97.2 Key Diagnostic Tests and Findings
97.2.1 Optical Coherence Tomography
Most recently, spectral domain optical coherence tomography (SD-OCT) has become available in the operating room. It can help detect microscopic changes that are not clearly visible during indirect ophthalmoscopy such as intraretinal and subretinal fluid. It can be used to guide management decisions; however, lack of fixation during examination under anesthesia (EUA) may limit the comparison of images over time. OCT may also help with prognostication based on evaluation of foveal anatomic structure and may potentially have a role in the identification of subclinical tumors that manifest as retinal layer alterations (e.g., thickening of the middle retinal layers).
97.2.2 Fluorescein Angiography or Ultra-Widefield Fluorescein Angiography
Fluorescein angiography (FA) or near ultra-widefield fluorescein angiography (UWFA) during EUA has become available to large centers during the last decade. UWFA allows localization areas of vascular ectasia, capillary drop-off, and/or compromised vascular permeability that may be associated with tumoral activity. It may also aid in differentiation from other retinovascular diseases.
97.2.3 Fundus Autofluorescence
Autofluorescence may help detect intraocular calcifications.

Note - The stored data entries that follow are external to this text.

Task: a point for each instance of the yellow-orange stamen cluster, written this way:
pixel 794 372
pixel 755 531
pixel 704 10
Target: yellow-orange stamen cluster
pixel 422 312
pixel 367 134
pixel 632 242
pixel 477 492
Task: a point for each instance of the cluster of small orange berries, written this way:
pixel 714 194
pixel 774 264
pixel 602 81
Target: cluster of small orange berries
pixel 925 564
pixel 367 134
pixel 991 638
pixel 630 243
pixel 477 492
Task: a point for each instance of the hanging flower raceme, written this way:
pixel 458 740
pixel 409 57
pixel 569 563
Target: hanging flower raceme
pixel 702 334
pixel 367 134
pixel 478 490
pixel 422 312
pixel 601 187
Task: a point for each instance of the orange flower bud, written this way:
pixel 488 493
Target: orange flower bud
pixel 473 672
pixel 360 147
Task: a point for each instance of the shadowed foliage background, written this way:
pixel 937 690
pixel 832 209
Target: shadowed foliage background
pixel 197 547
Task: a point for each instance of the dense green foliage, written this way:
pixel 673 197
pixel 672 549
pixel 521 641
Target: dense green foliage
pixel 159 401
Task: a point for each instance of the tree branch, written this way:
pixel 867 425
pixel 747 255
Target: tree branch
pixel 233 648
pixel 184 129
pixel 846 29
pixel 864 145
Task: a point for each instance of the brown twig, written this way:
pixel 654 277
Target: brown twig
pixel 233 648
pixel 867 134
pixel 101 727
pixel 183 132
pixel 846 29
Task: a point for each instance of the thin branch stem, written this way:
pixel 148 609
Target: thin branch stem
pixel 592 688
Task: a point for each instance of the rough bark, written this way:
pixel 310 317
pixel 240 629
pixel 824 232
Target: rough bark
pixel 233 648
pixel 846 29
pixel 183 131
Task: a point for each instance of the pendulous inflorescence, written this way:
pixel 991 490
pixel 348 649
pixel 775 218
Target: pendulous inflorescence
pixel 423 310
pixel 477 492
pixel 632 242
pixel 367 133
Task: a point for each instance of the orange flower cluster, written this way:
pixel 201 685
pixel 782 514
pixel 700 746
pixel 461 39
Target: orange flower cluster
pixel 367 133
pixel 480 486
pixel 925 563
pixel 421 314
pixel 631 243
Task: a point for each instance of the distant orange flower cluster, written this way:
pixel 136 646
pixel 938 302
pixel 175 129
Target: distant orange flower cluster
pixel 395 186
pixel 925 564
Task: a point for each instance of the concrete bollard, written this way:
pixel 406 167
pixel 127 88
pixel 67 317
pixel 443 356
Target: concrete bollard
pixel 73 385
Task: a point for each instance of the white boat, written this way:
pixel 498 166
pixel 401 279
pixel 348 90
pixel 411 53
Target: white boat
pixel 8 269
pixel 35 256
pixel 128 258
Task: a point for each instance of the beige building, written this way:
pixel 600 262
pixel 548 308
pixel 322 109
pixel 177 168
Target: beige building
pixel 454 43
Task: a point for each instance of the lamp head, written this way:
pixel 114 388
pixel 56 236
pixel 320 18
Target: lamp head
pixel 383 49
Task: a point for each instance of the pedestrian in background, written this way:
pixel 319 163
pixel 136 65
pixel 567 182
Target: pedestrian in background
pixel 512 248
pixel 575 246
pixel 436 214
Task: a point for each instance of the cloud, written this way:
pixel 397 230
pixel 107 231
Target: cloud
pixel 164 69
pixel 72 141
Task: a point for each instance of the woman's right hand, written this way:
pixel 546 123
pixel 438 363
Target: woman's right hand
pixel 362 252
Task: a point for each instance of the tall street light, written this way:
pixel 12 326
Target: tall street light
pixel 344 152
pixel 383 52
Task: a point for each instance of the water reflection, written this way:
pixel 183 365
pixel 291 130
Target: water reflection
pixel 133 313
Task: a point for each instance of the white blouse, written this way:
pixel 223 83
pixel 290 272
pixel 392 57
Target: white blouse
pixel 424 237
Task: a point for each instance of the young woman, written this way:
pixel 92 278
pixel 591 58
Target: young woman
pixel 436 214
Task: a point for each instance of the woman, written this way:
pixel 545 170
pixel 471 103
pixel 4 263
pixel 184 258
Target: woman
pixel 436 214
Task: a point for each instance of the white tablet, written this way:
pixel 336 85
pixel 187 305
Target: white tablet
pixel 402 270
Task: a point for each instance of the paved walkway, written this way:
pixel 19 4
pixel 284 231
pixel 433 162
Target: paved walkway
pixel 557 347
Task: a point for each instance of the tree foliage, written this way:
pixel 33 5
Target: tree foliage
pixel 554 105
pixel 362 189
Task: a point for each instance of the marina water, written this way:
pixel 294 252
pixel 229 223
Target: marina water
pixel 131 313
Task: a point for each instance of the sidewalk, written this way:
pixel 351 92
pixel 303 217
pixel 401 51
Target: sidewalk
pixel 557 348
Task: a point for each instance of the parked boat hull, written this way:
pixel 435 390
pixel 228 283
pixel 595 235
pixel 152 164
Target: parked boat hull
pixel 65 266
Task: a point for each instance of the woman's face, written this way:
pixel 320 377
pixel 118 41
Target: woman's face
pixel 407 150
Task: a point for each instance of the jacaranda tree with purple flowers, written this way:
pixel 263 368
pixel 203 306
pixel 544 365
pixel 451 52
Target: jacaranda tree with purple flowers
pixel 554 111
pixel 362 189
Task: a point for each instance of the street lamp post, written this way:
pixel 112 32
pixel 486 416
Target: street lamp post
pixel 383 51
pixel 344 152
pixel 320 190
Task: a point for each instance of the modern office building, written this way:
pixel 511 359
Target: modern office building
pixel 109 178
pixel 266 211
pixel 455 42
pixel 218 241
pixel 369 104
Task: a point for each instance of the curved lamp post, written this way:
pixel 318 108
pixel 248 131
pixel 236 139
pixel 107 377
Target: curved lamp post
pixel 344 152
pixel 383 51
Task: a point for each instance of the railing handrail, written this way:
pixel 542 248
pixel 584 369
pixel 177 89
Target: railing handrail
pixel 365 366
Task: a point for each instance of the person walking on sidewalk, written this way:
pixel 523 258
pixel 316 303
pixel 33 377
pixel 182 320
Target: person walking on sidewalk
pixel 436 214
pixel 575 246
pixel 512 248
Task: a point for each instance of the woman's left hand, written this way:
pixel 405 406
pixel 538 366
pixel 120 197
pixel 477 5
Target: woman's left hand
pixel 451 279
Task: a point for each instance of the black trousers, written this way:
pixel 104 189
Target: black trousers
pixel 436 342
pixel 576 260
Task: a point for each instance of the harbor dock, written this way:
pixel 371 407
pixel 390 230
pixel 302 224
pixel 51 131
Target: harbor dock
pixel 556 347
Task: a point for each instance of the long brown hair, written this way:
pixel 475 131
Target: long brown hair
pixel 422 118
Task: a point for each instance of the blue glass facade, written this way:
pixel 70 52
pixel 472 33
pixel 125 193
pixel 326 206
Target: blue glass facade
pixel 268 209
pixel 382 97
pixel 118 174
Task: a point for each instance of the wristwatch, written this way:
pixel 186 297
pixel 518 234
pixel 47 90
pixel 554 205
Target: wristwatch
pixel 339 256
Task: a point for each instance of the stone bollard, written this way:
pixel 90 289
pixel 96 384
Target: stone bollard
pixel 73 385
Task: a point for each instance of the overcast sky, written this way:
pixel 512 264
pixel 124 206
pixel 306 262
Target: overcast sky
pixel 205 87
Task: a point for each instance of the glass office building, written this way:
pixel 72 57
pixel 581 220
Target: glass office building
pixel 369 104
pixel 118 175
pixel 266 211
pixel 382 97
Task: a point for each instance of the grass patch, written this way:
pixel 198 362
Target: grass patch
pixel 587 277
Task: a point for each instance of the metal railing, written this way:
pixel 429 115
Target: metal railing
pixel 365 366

Autofluorescence of RB generally shows bright hyper-autofluorescence of the calcified portion and variable autofluorescence of the noncalcified portion. The presence, location, and progression of intraocular calcifications facilitate in the diagnosis and management of RB.
97.2.4 Fundus Photography
Widefield fundus photography is extremely important during evaluation and follow-up of RB. Although it does not aid in diagnosis, it remains a vital tool for follow-up to detect subtle changes in time that may otherwise be unrecognized (▶ Fig. 97.3). These images can be tracked longitudinally over time to assess progression or arrest of RB. New ultra-widefield photography technologies allow documentation of the retinal periphery and better assessment during management.
Fig. 97.3 Fundus photography demonstrates vitreous seeding, an ominous sign of advanced disease.